Le costume est lourd: à son corps défendant, Siya Kolisi, premier capitaine noir de l'histoire de l'Afrique du Sud, portera samedi contre l'Angleterre en finale de la Coupe du monde sur ses épaules les espoirs et le poids de tout un pays, où le rugby est un creuset d'unité entre communautés.

Cette fois, il sera sur la pelouse de Yokohama et non devant la télévision d'un bar, comme lors du deuxième et dernier titre de champion du monde des Springboks, en 2007 en France.

Trop jeune pour se souvenir du premier, à domicile en 1995 au sortir de l'Apartheid, riche en symboles avec l'image de Nelson Mandela, vêtu d'un maillot des Springboks, remettant le trophée Webb-Ellis au capitaine "afrikaner" François Pienaar, il se souvient en revanche de ce second titre.

Il a regardé la finale (face à l'Angleterre, déjà) dans un bar du township de Zwide, près de Port Elizabeth (sud), car il n'avait pas la télévision à la maison. Un titre qui a rempli de joie tout un pays: "(Avant 2007), je n'avais jamais vu les gens se rassembler à travers le sport."

Kolisi (28 ans, 49 sél.) dès lors "imagine" l'effet qu'aurait un troisième titre samedi sur la "Rainbow nation", la nation arc-en-ciel composée de nombreuses ethnies.

Nommé capitaine en juin 2018 par le sélectionneur Rassie Erasmus, il est le porte-étendard des Springboks, qui furent longtemps considérés comme l'un des symboles de la politique d'apartheid (1948-1991) et interdits aux noirs et "coloured".

Soucieuse d'avoir une équipe représentative de l'ensemble du pays, la fédération avait fixé un objectif de 50% de joueurs noirs pour la Coupe du monde; ils sont 38% (12 sur 31).

"Pour nous, Sud-Africains, le rugby a vraiment été un catalyseur –- de réconciliation, d'espoir, d'inspiration et de changement. C'est très important et si vous ne comprenez pas ça, vous ne pouvez pas comprendre notre histoire. Cela fait vraiment du bien de voir des jeunes joueurs de couleur occuper le devant de la scène", explique Bryan Habana, ailier des champions du monde 2007.

- "Immense privilège" -

Erasmus ne l'a pas nommé pour le symbole, mais parce qu'il était, avec les Stormers, "le capitaine le plus performant en Super Rugby" parmi les provinces sud-africaines.

"J'ai peut-être été un peu naïf en pensant que ça ne représenterait pas une charge énorme pour lui", ajoute le sélectionneur.

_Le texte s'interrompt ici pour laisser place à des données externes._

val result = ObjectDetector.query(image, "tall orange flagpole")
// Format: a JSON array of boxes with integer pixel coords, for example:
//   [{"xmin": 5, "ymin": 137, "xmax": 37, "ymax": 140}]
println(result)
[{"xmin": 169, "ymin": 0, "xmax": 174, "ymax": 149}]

Le propos est développé par le troisième ligne François Louw: "En tant que capitaine, Siya porte un poids lourd sur ses épaules dans la construction de notre nation, par rapport à d'où nous venons et où nous en sommes actuellement."

Kolisi, lui, est conscient de la force symbolique qu'il représente, d'autant plus qu'il vient d'un milieu pauvre, mais n'y fait pas vraiment attention: "Je suis juste content d'être le capitaine, pour l'immense privilège que cela représente, mais être le premier capitaine noir n'est pas quelque chose auquel je pense."

"Qu'ils viennent de ma communauté ou d'un autre, je veux représenter les gens", poursuit le troisième ligne, repéré dans un tournoi de jeunes avant d'obtenir une bourse au prestigieux lycée Grey High School de Port Elizabeth, qui a fourni de nombreux internationaux de rugby et cricket.

- "Il a dû se battre" -

Kolisi, qui a perdu sa mère à l'âge de 15 ans, "a dû se battre pour arriver où il en est, devant s'inquiéter parfois de trouver des crampons pour s'entraîner ou se demander ce qu'il aurait dans le ventre le soir", raconte Habana.

"Ce que Siya a accompli est remarquable", abonde Tendai Mtawarira, le pilier gauche des Boks d'origine zimbawéenne.

"Qu'un gamin du township de Zwide à Port Elizabeth fasse son trou dans de telles circonstances, devienne capitaine des Springboks, mène l'équipe de cette façon, c'est une source d'inspiration pour tous les Sud-Africains, quels que soient leur horizons" ajoute celui qui est surnommé "The Beast".

Samedi, ils seront de leur télévision, à pousser Kolisi et leurs partenaires, qui représentent bien plus qu'une sélection.